“We are, I am, you are / by cowardice or courage / the one who find our way…”
—Adrienne Rich, “Diving into the Wreck”
If we think of “mothering” as a radical practice by which we affirm the possibility of life in all its forms, this poetry workshop will allow us to embrace and hold space for our emergent creative works, as well as for ourselves as writers. In this six-week class, we will examine the role of various craft elements (image, line, sound, form, etc.) in the work of women and nonbinary poets, whose writings might “mother” us—in the most expansive sense of the word—in our journey of creative becoming. Each week, we will write new poems and offer feedback on works-in-progress, approaching one another’s writing with holistic concern for our growth as artists. Together, we will co-create a workshop environment in which we might be nurtured as poets and mentored in our efforts to develop the skills and sustainable creative practices needed to craft meaningful literary works.
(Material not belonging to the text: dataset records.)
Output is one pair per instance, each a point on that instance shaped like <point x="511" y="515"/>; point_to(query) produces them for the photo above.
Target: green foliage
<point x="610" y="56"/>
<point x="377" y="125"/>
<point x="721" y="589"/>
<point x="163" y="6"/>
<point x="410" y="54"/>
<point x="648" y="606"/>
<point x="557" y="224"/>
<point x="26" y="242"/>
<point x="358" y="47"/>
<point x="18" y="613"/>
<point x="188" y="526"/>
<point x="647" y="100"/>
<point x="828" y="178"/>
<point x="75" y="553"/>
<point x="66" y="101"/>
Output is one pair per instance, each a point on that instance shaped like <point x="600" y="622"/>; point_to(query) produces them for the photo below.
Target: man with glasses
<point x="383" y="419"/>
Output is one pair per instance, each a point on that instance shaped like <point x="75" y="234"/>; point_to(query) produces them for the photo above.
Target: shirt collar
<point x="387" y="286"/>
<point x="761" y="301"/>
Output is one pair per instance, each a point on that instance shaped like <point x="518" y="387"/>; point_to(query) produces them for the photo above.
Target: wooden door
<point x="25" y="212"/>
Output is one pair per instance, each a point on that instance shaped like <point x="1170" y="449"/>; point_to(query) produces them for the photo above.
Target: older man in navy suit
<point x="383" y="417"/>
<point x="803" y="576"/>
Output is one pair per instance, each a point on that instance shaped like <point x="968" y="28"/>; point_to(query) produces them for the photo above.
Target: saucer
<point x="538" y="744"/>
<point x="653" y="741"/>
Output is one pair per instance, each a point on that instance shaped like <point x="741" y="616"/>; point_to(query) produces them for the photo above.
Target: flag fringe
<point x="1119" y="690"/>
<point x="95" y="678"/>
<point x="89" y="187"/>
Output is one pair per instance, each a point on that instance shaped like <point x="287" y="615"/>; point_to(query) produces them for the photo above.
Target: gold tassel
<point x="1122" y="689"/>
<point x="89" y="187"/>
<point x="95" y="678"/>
We will also approach a selection of mentor texts with curiosity and rigor, seeking to understand how each poet’s craft and lived experience might offer us a blueprint for becoming. From Elizabeth Bishop, Sylvia Plath, and Gwendolyn Brooks, to Paul Tran and Chiyuma Elliott, our weekly readings will draw from a variety of aesthetic sensibilities and backgrounds. Collectively, we will explore what it means to draw a sense of lineage from these poets, both canonical and contemporary, whose utterances enable our own, opening space for articulation where previously there was only silence. We’ll find that we have much to learn from these groundbreaking figures, whose journeys map powerful alternatives to the lives represented in the traditional literary canon—that old “book of myths,” as Adrienne Rich says, “in which / our names do not appear.”
Mia Ayumi Malhotra is the author of Notes from the Birth Year, winner of the Bateau Press BOOM Chapbook Contest, and Isako Isako, a California Book Award finalist and winner of the Alice James Award, the Nautilus Gold Award, a National Indie Excellence Award, and a Maine Literary Award. She is the recipient of the Hawker Prize for Southeast Asian Poetry and the Singapore Poetry Prize, and she holds creative writing degrees from Stanford University and the University of Washington.
Mia's poems have appeared in numerous journals and anthologies, including The Yale Review, Indiana Review, and Ink Knows No Borders: Poems of the Immigrant and Refugee Experience.